Queen’s Gambit. Of all the strange twists and turns that 2020 has brought, a mini-series about chess becoming one of Netflix’s most popular releases of all-time is certainly up there. The series follows Beth Harmon, a young chess prodigy, as she climbs up the ranks in the chess world. After just the first episode, you’ll see why it is so popular. 

 

The Crown. Audiences always enjoy a peek into the world of royalty and power whether it's fictitious or not. The show chronicles the life of Queen Elizabeth II from the 1940s until the present day. In royal fashion, it is one of the most expensive shows ever created. Given how popular it has been, the pennies were well spent.

 

Schitt’s Creek. What happens when an upper class family, fully accustomed to trappings of their luxurious lifestyle, suddenly goes bankrupt? This comedy answers that question. 

 

His Dark Materials. Based on the “His Dark Materials” trilogy by Phillip Pullman, this HBO series takes you to a multiverse reality where humans have daemons, animal companions that represent the human soul. This is a great holiday choice for fantasy-loving adults and children alike. 

 

The Blacklist. Those of us that consider Die Hard to be a Christmas movie may also consider Blacklist a good choice for the holidays. A wanted fugitive begins working with the FBI to help them catch most wanted criminals. Nothing quite says holiday cheer like that.

 

Books

The Rooster Bar by John Grisham. Inspired by the Atlantic article, “The Law-School Scam” this legal thriller follows three third-year law students who discover they’ve been duped of their tuition. 

 

A Song for the Dark Times by Ian Rankin. Another addition to the riveting John Rebus thriller series. This time, there’s a phone call in the middle of the night, a missing husband, and Rebus’ daughter is the prime suspect.

 

The Force by Don Winslow. Considered by some to be the best cop novel ever written, this novel follows Denny Malone, a high decorated NYPD sergeant detective, who happens to be corrupt. 

 

The Glass Hotel by Emily St. John Mandel. This novel begins at the Hotel Caiette on an island in British Columbia and sits at the intersection between an international ponzi scheme and the disappearance of a woman from a ship. 

 

The Splendid and the Vile by Erik Larson. Winston Churchill is one of the world’s most written about people, and this year adds another addition to the list. The book draws on diaries, original research, and intelligence reports—some released only recently. Lawson walks readers through London’s darkest year as it was viewed through the day-to-day experience of Churchill and his family.

 

Podcasts

Armchair Expert with Dax Shepard. Dax Shepard created his podcast with the goal of untangling the mess that is human experience. And that’s what he does each episode when he sits down with celebrities, journalists, academics, and politicians to talk about what it means to be human. 

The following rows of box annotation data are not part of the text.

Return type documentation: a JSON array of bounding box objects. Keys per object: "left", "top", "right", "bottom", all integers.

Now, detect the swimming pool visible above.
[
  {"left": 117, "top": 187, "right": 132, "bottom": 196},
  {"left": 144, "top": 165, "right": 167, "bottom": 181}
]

Last Podcast on the Left. If you like horror stories for the holidays, this is the podcast for you. The weekly show covers everyone from the world of horror, both real and fictional. The grim details and spooky stories are juxtaposed with the hosts’ humour and tangential story telling, maxing for a truly entertaining listen.

Our Fake History. Most people have heard of Dan Carlin’s Hardcore History, one of the most popular podcasts in the world. But what if all the stories, biographies and monumental events were made up? That’s exactly what this podcast is all about: documenting the historical events that never happened. 

Fireside Mystery Theatre. Old time radio brought to modern audiences. They feature a full cast, improvised score, and musical acts that compliment the main narrative. Each episode is part of an anthology, so make sure to start from the beginning.

99% Invisible. When it comes to design and architecture (among other subjects), it’s often what you don’t see that matters. That’s the perspective this podcast takes each week as they discuss the hidden mechanics and inner workings of famous designs and architectures.